Ancient Privy Council

Margaret Anne Cusack
start of chapter | Chapter III

Nuada called a "privy council," if we may use the modern term for the ancient act, and obtained the advice of the great Daghda; of Lug, the son of Cian, son of Diancecht, the famous physician; and of Ogma Grian-Aineach (of the sun-like face). But Daghda and Lug were evidently secretaries of state for the home and war departments, and arranged these intricate affairs with perhaps more honour to their master, and more credit to the nation, than many a modern and "civilized" statesman. They summoned to their presence the heads of each department necessary for carrying on the war. Each department was therefore carefully pre-organized, in such a manner as to make success almost certain, and to obtain every possible succour and help from those engaged in the combat, or those who had suffered from it. The "smiths" were prepared to make and to mend the swords, the surgeons to heal or staunch the wounds, the bards and druids to praise or blame; and each knew his work, and what was expected from the department which he headed before the battle, for the questions put to each, and their replies, are on record.

Pardon me. You will say I have written a romance, a legend, for the benefit of my country [4]—a history of what might have been, of what should be, at least in modern warfare, and, alas! often is not. Pardon me. The copy of the tracts from which I have compiled this meagre narrative, is in existence, and in the British Museum. It was written on vellum, about the year 1460, by Gilla-Riabhach O'Clery; but there is unquestionable authority for its having existed at a much earlier period. It is quoted by Cormac Mac Cullinan in his Glossary, in illustration of the word Nes, and Cormac was King of Munster in the year of grace 885, while his Glossary was compiled to explain words which had then become obsolete. This narrative must, therefore, be of great antiquity. If we cannot accept it as a picture of the period, in the main authentic, let us give up all ancient history as a myth; if we do accept it, let us acknowledge that a people who possessed such officials had attained a high state of intellectual culture, and that their memory demands at least the homage of our respect.

The plain on which this battle was fought, retains the name of the Plain of the Towers (or Pillars) of the Fomorians, and some very curious sepulchral monuments may still be seen on the ancient field.

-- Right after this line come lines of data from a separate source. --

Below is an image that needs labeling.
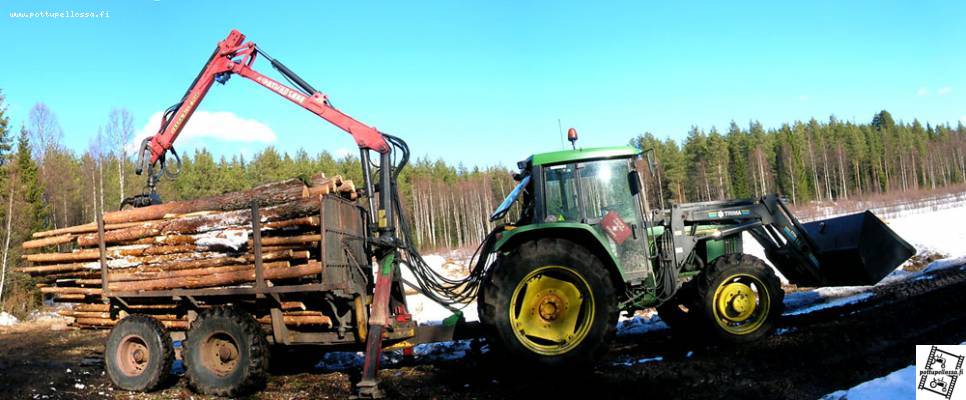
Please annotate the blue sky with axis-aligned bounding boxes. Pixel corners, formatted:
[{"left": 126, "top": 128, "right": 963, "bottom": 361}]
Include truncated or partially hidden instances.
[{"left": 0, "top": 0, "right": 966, "bottom": 165}]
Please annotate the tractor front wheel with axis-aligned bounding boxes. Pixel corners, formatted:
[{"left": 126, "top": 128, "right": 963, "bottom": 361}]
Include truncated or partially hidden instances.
[
  {"left": 479, "top": 238, "right": 617, "bottom": 367},
  {"left": 692, "top": 254, "right": 785, "bottom": 343}
]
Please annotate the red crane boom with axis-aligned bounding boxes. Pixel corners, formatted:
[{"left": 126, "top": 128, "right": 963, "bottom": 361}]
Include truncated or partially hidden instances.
[{"left": 139, "top": 29, "right": 389, "bottom": 169}]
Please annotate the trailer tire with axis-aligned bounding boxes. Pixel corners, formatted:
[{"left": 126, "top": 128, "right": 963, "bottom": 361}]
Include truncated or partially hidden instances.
[
  {"left": 184, "top": 306, "right": 270, "bottom": 397},
  {"left": 694, "top": 254, "right": 785, "bottom": 343},
  {"left": 478, "top": 238, "right": 618, "bottom": 368},
  {"left": 104, "top": 315, "right": 174, "bottom": 392}
]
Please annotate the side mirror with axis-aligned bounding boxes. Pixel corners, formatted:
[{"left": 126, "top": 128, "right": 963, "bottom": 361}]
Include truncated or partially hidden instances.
[
  {"left": 644, "top": 148, "right": 657, "bottom": 177},
  {"left": 627, "top": 170, "right": 641, "bottom": 196}
]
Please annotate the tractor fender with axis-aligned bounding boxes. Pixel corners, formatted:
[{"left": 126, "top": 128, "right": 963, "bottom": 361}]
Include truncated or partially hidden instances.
[{"left": 493, "top": 222, "right": 625, "bottom": 293}]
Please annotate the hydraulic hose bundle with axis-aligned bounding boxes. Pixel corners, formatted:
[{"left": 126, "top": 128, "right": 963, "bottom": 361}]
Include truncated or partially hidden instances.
[{"left": 380, "top": 134, "right": 497, "bottom": 311}]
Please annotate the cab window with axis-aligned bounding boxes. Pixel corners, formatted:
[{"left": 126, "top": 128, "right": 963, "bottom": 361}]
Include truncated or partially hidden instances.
[{"left": 544, "top": 164, "right": 580, "bottom": 222}]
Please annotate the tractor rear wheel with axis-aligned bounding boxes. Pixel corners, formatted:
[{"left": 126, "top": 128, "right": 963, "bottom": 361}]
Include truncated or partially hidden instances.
[
  {"left": 184, "top": 306, "right": 269, "bottom": 397},
  {"left": 478, "top": 238, "right": 617, "bottom": 367},
  {"left": 104, "top": 315, "right": 174, "bottom": 392},
  {"left": 692, "top": 254, "right": 785, "bottom": 343}
]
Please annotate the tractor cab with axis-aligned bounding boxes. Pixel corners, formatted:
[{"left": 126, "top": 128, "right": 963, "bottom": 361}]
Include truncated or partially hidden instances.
[{"left": 491, "top": 147, "right": 663, "bottom": 283}]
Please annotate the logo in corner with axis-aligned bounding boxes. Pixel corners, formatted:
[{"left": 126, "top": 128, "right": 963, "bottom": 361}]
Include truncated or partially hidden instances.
[{"left": 916, "top": 346, "right": 966, "bottom": 400}]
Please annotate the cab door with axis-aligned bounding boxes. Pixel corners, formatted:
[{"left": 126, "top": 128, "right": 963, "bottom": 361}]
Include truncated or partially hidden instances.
[{"left": 577, "top": 158, "right": 653, "bottom": 283}]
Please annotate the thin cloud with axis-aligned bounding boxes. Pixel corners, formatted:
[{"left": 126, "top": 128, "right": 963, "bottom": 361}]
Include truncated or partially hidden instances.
[{"left": 128, "top": 111, "right": 278, "bottom": 153}]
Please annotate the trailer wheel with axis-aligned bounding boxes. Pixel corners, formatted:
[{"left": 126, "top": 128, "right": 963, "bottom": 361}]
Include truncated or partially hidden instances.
[
  {"left": 104, "top": 315, "right": 174, "bottom": 392},
  {"left": 695, "top": 254, "right": 785, "bottom": 343},
  {"left": 479, "top": 238, "right": 617, "bottom": 367},
  {"left": 184, "top": 306, "right": 269, "bottom": 397}
]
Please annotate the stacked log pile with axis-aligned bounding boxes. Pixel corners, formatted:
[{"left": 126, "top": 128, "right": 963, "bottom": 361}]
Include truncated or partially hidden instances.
[{"left": 20, "top": 174, "right": 357, "bottom": 328}]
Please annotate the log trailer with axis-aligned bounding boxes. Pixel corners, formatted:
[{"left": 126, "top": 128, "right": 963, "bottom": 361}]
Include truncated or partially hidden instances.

[4] Country. —We find the following passages in a work purporting to be a history of Ireland, recently published: "It would be throwing away time to examine critically fables like those contained in the present and following chapter." The subjects of those chapters are the colonization of Partholan, of the Nemedians, Fomorians, Tuatha De Dananns, and Milesians, the building of the palace of Emania, the reign of Cairbré, Tuathal, and last, not least, the death of Dathi. And these are "fables"! The writer then calmly informs us that the period at which they were "invented, extended probably from the tenth to the twelfth century." Certainly, the "inventors" were men of no ordinary talent, and deserve some commendation for their inventive faculties. But on this subject we shall say more hereafter. At last the writer arrives at the "first ages of Christianity." We hoped that here at least he might have granted us a history; but he writes: "The history of early Christianity in Ireland is obscure and doubtful, precisely in proportion as it is unusually copious. If legends enter largely into the civil history of the country, they found their way tenfold into the history of the Church, because there the tendency to believe in them was much greater, as well as the inducement to invent and adopt them." The "inventors" of the pre-Christian history of Ireland, who accomplished their task "from the tenth to the twelfth century," are certainly complimented at the expense of the saints who Christianized Ireland. This writer seems to doubt the existence of St. Patrick, and has "many doubts" as to the authenticity of the life of St. Columba. We should not have noticed this work had we not reason to know that it has circulated largely amongst the middle and lower classes, who may be grievously misled by its very insidious statements. It is obviously written for the sake of making a book to sell; and the writer has the honesty to say plainly, that he merely gives the early history of Ireland, pagan and Christian, because he could not well write a history of Ireland and omit this portion of it!